More than two weeks after the attacks on the Pentagon and the World Trade Centre, the initial shock has worn off and the prevalent mood has changed to nervous anticipation as the world waits to see what the US will do next. The broad terms of the west’s response are already clear, however. Although George W. Bush and his cohorts were swearing bloody vengeance in the immediate aftermath, behind the scenes they were obviously quick to recognise the attacks as an opportunity rather than a problem, and set about planning how best to use them to advance the US’s hegemonic interests. Talk of a quick, hard strike against the supposed perpetrators turned into attempts to construct a global coalition against ‘terrorism’, with the potential of course of being turned against any or all of America’s enemies and critics around the world, particularly Islamic movements. It is also clear now that Washington plans the effective occupation and domination of Pakistan and Afghanistan, although what form that domination will take remains to be seen.
The implications of all this for the Islamic movement and Muslims generally are, on the face of it, grim. Islamic movements comprise the main opposition to Western imperialism in the non-Western world, and will inevitably be the main target of this new western coalition. Already the list of ‘terrorist’ organisations identified by the US includes groups in Kashmir, Palestine and Arab countries, as well as Afghanistan. When Russian president Vladimir Putin signed up to the coalition, the US immediately identified the Chechen mujahideen as terrorists, calling on them to end their supposed links with Osama bin Ladin. The West has long been at war with Islamic opposition movements around the world; this war is clearly about to get much bloodier, and a great many Muslims are going to pay a high price for their determination to oppose the forces of kufr that are bleeding our lands dry, and to establish Islam instead.

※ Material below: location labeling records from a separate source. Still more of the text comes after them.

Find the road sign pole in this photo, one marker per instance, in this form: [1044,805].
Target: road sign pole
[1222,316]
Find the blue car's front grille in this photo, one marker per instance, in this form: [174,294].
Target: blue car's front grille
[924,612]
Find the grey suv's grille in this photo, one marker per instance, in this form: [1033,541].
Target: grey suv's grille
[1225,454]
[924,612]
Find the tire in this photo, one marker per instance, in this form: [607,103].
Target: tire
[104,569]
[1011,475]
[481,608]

Muslims in western countries are also feeling the heat. In the US, Britain, Europe, Australia and elsewhere, Muslims are facing increasingly hostile Islamophobic pressures, resulting in murders, arson attacks and drive-by shootings on mosques and Islamic centres, and other kinds of harassment. Despite the protests of Western politicians such as Bush and British prime minister Tony Blair that they have nothing against Islam and are not fighting ‘good’ Muslims, many westerners see that their enemies are all Muslims and that effective opposition to western domination is almost invariably in Muslim countries, and draw their own conclusions. This situation is inevitable, even understandable, and is likely to get much worse unless Islamic movements collapse and disappear under the West’s onslaught, which is unlikely.
Muslim communities in Western countries must therefore be prepared to defend themselves, politically and if necessary physically, although the latter should only be necessary if they fail politically. This demands that they organise themselves and have leaders and institutions that can stand up to Western governments and represent Islamic movements in western countries, rather than be defensive and apologetic in the face of the sort of Western propaganda we are now seeing. Western Muslims must be prepared to say that we reject the West’s claims to be interested in democracy, human rights and freedom, and to justify and explain our support for the causes and struggles of Islamic movements against Western political and economic domination. This sort of strength of purpose is essential for us to hold together as communities and gain the respect of the world, as well as being the only principled position to take.
We should also recognise, however, that this heightened confrontation demands that we grasp the baton of leadership against Western dominance. The West’s war is not only with the Islamic movement; it is with all those who refuse to accept the West’s right to exploit and manipulate the world for its own benefit. Islam, however, remains the only non-Western belief-system and world-view that the West has failed to destroy, and that retains the potential to challenge the West. So it is imperative that we make it clear that our struggle is not only for the Muslims, but is on behalf of all oppressed non-Western peoples. We need to understand and explain that this war is between the West and the Rest, and to show the Rest that Islam – the true Islam of the Islamic movements, not the stripped-down Islam that is acceptable to Bush and co. – offers all oppressed and exploited peoples the possibility of a better future.
Mr. Iqbal Siddiqui is Editor of Crescent International and Research Fellow at the Institute of Islamic Contemporary Thought.